Paix et sécurité

Les combattants de Boko Haram appelés à regagner leurs communautés

Dans une interview accordée à Radio Ndarason Internationale,  le commandant de la Force Multinationale Mixte(FFM), le général Ibrahim Manou Youssouf, a invité tous les éléments du groupe Boko Haram à abandonner définitivement le chemin de la violence et des armes.
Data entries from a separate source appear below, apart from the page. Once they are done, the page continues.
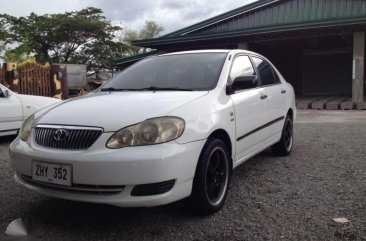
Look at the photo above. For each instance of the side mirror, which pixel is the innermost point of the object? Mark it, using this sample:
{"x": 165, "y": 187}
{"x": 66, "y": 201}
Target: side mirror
{"x": 15, "y": 74}
{"x": 6, "y": 93}
{"x": 243, "y": 83}
{"x": 59, "y": 75}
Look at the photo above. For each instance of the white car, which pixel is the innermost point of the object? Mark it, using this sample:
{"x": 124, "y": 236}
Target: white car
{"x": 169, "y": 127}
{"x": 15, "y": 108}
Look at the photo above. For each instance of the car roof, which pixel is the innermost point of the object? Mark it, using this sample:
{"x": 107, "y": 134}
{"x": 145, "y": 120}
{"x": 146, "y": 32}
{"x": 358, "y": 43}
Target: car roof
{"x": 231, "y": 51}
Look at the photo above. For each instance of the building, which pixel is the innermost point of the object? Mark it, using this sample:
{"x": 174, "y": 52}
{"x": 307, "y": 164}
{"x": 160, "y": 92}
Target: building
{"x": 318, "y": 45}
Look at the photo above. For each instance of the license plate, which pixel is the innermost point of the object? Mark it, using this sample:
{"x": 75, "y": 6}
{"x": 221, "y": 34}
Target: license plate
{"x": 52, "y": 173}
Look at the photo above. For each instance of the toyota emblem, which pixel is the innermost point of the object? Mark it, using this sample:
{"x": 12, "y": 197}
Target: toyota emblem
{"x": 60, "y": 135}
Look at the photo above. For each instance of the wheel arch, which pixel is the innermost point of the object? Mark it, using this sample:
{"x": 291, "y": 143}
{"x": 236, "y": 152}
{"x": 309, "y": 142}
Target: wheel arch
{"x": 224, "y": 136}
{"x": 290, "y": 112}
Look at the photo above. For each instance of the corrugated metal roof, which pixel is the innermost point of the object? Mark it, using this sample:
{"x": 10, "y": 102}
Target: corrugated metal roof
{"x": 269, "y": 16}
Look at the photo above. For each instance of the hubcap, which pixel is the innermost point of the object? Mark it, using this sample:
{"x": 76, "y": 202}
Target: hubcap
{"x": 217, "y": 176}
{"x": 288, "y": 135}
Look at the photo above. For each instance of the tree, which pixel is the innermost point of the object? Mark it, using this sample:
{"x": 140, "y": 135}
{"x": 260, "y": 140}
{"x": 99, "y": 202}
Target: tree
{"x": 150, "y": 30}
{"x": 63, "y": 38}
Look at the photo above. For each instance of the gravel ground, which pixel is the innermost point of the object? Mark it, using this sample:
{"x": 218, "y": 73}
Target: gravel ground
{"x": 270, "y": 198}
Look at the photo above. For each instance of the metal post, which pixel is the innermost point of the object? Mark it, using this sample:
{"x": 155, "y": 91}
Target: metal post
{"x": 358, "y": 69}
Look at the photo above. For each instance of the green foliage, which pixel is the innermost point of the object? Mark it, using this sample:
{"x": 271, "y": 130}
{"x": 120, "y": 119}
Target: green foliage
{"x": 62, "y": 38}
{"x": 84, "y": 37}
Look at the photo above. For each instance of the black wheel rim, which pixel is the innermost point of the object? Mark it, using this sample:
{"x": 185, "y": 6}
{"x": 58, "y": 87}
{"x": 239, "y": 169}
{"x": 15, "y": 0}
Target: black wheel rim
{"x": 288, "y": 131}
{"x": 217, "y": 176}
« Il n’y a pas une idéologie ou une religion qui supporte Boko  Haram », a expliqué  le général Ibrahim Manou Youssouf. Selon lui Boko Haram  est une secte criminelle, organisée par un groupe qui ne respecte pas les principes religieux.

Le général Ibrahim Manou Youssouf d’ajouter que la doctrine et les  idéaux prônés par le groupe ne sont pas de nature à favoriser la paix et  la cohabitation pacifique entre les communautés du Bassin du lac  Tchad. Ils alimentent plutôt la violence et la haine qui sont des  éléments nocifs à la paix, a fait remarquer le général Ibrahim Manou  Youssouf.
Le commandant de la Force Multinationale Mixte a demandé ainsi aux  combattants de Boko Haram qui hésitent encore à se rendre, à le faire  dans un bref délai.
Selon le général Ibrahim Manou Youssouf, il existe un mécanisme de réinsertion pour faciliter la reconversion socio-économique de tous  ceux qui désirent se repentir. Des dispositions ont été prises dans  les états du Bassin du lac Tchad afin, de garantir leur sécurité, a  poursuivi le patron de FFM.
Le général Ibrahim Manou Youssouf a en outre appelé les communautés riveraines à s’impliquer activement dans la lutte contre ce groupe  dont, les modes d’action sont connus par tous. D’après lui, il serait  difficile de venir à bout de Boko Haram sans la contribution des  habitants. Il leur demande notamment de dénoncer les personnes
suspectes aux autorités administratives et militaires locales.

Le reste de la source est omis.